I think it's about the same amount of work.  You're right, as far as I
can tell, that it should be possible to use softdep to order the writes
for the filesystem, then output those ordered writes into a journal.  It
would be nice if softdep in fact were a generic layer that produced an
ordered graph of the writes for a chunk of the filesystem namespace.

But it's not.  Instead, it's a huge mess of spaghetti code that is
incestuous with all layers of the FFS implementation at every opportunity.
This has more to do with how it was implemented (as code for a strange
version of FFS in SVR4MP, designed to touch the rest of the SVR4MP kernel
as little as possible, then abstracted to pseudocode, then filled-back-in
for the FreeBSD kernel) than with necessity.  But it is still the case.

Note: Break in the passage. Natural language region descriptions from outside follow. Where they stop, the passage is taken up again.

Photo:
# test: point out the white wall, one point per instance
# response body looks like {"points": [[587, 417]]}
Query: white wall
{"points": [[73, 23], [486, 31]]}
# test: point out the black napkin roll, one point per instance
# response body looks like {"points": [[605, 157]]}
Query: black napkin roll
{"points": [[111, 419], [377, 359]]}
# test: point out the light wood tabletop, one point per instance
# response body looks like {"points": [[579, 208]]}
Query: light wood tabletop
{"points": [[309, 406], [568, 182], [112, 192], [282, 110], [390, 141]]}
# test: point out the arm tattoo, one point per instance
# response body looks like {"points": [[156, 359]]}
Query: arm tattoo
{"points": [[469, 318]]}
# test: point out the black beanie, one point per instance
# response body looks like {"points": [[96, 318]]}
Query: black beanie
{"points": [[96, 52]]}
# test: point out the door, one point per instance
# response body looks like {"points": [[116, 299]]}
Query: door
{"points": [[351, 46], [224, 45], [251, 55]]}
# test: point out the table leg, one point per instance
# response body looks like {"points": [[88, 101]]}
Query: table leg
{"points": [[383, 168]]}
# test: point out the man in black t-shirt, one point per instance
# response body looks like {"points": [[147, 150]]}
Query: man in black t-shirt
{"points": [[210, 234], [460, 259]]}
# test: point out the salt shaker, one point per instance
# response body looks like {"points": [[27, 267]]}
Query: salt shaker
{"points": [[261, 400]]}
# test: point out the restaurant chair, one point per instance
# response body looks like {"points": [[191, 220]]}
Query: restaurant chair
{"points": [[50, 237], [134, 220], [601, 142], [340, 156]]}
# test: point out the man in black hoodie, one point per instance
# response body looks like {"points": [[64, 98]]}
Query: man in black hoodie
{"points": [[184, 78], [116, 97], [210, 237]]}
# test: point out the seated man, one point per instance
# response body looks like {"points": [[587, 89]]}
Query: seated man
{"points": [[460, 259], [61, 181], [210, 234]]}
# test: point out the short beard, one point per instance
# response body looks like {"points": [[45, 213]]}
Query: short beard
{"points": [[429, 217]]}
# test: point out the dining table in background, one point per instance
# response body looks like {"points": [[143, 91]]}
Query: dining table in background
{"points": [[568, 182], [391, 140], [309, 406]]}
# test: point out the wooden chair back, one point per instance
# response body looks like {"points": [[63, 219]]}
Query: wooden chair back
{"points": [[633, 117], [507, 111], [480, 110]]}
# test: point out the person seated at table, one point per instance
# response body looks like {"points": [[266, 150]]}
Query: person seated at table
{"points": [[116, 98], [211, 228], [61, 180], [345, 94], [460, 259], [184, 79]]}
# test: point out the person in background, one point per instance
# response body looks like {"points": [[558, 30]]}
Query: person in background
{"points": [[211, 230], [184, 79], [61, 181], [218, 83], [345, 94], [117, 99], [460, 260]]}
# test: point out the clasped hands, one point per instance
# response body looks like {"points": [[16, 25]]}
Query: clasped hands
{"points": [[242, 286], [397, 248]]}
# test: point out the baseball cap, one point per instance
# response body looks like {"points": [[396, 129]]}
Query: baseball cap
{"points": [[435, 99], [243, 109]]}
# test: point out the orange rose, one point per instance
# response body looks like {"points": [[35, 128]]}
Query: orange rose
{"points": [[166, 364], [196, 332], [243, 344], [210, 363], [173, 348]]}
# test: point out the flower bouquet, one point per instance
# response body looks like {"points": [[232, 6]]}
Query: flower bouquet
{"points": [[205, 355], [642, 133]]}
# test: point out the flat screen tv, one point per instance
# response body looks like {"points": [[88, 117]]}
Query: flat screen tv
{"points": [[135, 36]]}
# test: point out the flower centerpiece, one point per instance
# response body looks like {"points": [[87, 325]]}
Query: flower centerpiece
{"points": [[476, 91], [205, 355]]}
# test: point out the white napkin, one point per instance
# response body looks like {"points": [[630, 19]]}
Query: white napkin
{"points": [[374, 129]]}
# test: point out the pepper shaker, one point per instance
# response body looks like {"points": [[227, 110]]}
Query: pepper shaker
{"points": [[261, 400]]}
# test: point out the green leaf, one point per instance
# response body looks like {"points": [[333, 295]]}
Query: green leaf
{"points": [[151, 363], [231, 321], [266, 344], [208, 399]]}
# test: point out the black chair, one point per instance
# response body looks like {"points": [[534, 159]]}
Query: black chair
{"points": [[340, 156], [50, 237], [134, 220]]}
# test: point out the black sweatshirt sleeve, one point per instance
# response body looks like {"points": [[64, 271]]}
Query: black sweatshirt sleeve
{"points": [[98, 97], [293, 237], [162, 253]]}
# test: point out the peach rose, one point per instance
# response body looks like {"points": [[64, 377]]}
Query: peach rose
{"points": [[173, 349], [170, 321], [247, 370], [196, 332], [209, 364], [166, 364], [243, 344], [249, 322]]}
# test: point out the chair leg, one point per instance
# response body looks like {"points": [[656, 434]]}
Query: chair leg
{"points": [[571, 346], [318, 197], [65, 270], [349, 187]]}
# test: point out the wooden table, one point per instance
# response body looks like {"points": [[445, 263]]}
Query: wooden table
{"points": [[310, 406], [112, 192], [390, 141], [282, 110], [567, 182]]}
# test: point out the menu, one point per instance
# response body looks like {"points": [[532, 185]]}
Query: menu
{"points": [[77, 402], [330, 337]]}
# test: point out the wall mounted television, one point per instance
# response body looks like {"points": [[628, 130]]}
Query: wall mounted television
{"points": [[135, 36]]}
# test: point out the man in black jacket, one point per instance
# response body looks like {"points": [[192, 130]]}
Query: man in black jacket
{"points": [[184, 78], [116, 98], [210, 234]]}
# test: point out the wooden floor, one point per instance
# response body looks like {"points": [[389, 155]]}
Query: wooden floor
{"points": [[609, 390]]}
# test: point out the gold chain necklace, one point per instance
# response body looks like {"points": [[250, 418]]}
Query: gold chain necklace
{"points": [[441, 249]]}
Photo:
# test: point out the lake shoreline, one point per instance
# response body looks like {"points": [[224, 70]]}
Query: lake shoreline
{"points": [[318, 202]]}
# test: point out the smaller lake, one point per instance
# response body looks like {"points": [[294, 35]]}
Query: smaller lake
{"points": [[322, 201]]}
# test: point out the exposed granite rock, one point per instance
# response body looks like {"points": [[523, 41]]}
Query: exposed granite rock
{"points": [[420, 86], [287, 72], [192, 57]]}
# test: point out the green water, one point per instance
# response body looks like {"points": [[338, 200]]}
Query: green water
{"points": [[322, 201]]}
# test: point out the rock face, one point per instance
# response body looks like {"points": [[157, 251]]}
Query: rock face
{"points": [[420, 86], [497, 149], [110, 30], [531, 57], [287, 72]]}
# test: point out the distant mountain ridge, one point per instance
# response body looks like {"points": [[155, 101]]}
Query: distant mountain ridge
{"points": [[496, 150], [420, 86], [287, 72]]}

The result is that changing the softdep code _at all_ bears significant
risk of instability throughout the system, as does changing the code of
kernel subsystems it relies on -- look at the problems that appeared
with softdep swamping the I/O system when we introduced a variable-sized
metadata cache, allowing softdep to delay more writes.  And in practice,
because softdep generates an unpredictable stream of I/O requests that
is seek-heavy (delaying metadata writes and their associated file data
writes such that the disk head won't be near one when it's time to write
the other) it can swamp the disk, then leave it idle, then swamp the
disk, then leave it idle -- leading to terrible performance in real-world
situations.  Adding a journal could fix _that_ at least -- but at what
cost?

From my point of view one major advantage of a journalled FFS would be
the simplicity it would bring back to our core filesystem implementation.
I would be very happy to get good filesystem performance from kernels
that didn't have the softdep code anywhere near them.

Thor